Most of the RROD’s stem from overheating. Just by looking at the design of the system you can tell that the GPU is going to eventually overheat. The GPU heatsink is disproportionately small for the amount of heat it puts out (basically a desktop GPU paired with a laptop-sized heatsink), and you have a huge DVD drive that sits on top of it to further block airflow. Eventually the system heats up and the motherboard starts to warp, which breaks the solder on the chips and essentially disconnects them from the board. This is also why the RROD can disappear and come back; the motherboard can sometimes cool down to the point where it returns to its normal shape and temporarily reconnects with the chips, but after a while it will start to warp again and the problem reappears.

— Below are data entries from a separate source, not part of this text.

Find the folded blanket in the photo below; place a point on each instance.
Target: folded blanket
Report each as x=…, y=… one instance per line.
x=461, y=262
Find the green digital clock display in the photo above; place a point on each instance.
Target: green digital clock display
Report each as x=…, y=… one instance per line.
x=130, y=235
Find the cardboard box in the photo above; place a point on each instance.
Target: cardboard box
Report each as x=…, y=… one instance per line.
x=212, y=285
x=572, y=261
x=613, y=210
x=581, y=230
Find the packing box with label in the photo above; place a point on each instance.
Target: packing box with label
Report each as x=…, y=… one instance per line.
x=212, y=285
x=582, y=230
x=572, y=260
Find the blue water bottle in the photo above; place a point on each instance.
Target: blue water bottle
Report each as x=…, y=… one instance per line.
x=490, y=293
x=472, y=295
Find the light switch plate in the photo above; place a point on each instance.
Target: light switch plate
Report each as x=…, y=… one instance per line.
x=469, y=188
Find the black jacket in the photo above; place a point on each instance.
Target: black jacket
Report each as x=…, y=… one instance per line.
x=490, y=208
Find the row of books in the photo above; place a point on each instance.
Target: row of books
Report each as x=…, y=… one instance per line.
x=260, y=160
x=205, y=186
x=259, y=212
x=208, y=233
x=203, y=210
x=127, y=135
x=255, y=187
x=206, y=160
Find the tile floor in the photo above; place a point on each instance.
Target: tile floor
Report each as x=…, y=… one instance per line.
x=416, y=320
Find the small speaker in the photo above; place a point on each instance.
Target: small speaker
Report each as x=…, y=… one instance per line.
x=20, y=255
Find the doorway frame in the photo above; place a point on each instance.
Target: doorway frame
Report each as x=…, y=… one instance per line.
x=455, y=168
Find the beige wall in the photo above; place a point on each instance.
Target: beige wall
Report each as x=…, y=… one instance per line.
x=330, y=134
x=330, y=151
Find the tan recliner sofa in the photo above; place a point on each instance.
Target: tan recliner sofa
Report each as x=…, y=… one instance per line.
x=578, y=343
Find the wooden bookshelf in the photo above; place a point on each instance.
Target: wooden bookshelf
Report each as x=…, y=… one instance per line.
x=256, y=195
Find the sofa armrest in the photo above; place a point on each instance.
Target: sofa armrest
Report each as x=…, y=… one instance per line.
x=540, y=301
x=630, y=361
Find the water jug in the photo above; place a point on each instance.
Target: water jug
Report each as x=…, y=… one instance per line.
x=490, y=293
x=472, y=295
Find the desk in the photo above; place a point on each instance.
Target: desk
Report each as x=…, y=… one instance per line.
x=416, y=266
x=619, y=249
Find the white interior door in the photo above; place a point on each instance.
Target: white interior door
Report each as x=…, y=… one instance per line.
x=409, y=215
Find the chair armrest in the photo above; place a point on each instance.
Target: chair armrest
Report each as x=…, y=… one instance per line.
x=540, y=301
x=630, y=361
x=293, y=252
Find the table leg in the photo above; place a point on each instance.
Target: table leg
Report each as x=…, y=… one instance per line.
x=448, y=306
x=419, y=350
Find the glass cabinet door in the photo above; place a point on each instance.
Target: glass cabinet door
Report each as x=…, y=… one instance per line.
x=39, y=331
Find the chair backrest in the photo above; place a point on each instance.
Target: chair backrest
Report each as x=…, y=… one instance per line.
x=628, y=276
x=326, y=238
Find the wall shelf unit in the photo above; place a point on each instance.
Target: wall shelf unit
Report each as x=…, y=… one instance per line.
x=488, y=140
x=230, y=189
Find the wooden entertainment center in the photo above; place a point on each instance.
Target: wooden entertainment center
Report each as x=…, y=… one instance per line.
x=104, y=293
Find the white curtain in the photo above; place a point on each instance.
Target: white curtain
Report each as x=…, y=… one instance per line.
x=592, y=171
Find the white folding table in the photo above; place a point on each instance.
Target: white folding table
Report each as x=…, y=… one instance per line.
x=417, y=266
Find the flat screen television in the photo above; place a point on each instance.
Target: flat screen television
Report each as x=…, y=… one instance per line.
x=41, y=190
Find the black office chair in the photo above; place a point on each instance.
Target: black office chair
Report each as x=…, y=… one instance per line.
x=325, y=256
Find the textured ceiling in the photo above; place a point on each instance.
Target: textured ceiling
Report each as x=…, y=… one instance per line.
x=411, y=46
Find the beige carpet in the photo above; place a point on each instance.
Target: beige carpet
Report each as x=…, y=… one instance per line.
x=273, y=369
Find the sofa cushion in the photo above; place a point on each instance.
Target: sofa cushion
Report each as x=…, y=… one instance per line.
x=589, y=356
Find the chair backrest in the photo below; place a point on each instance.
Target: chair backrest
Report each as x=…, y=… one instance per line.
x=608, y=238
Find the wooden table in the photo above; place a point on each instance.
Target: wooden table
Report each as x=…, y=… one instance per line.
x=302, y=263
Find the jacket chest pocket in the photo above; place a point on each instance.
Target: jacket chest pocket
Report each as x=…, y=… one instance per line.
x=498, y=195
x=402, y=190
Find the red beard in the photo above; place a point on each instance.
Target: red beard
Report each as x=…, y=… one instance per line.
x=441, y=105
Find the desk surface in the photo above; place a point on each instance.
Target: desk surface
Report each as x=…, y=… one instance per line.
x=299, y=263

Assuming that the heat is indeed the culprit (and I have little doubt that it is), the only guaranteed fix is to reflow the solder on the chips, and then either ditch the original 360 case for one that moves the DVD drive to somewhere not on top of a heatsink, or install a water cooling system. Simply replacing the clamps or reflowing the chips does not provide a lasting solution because the cooling system itself is fundamentally flawed. These options are also really expensive unless you possess the skill to build/mod the case yourself for cheap.
Luckily Microsoft has finally decided to ditch the old design, too, and the new 360 is pretty much devoid of the heat problems of the old unit. Buying a brand new 360 is really the cheapest option for most people.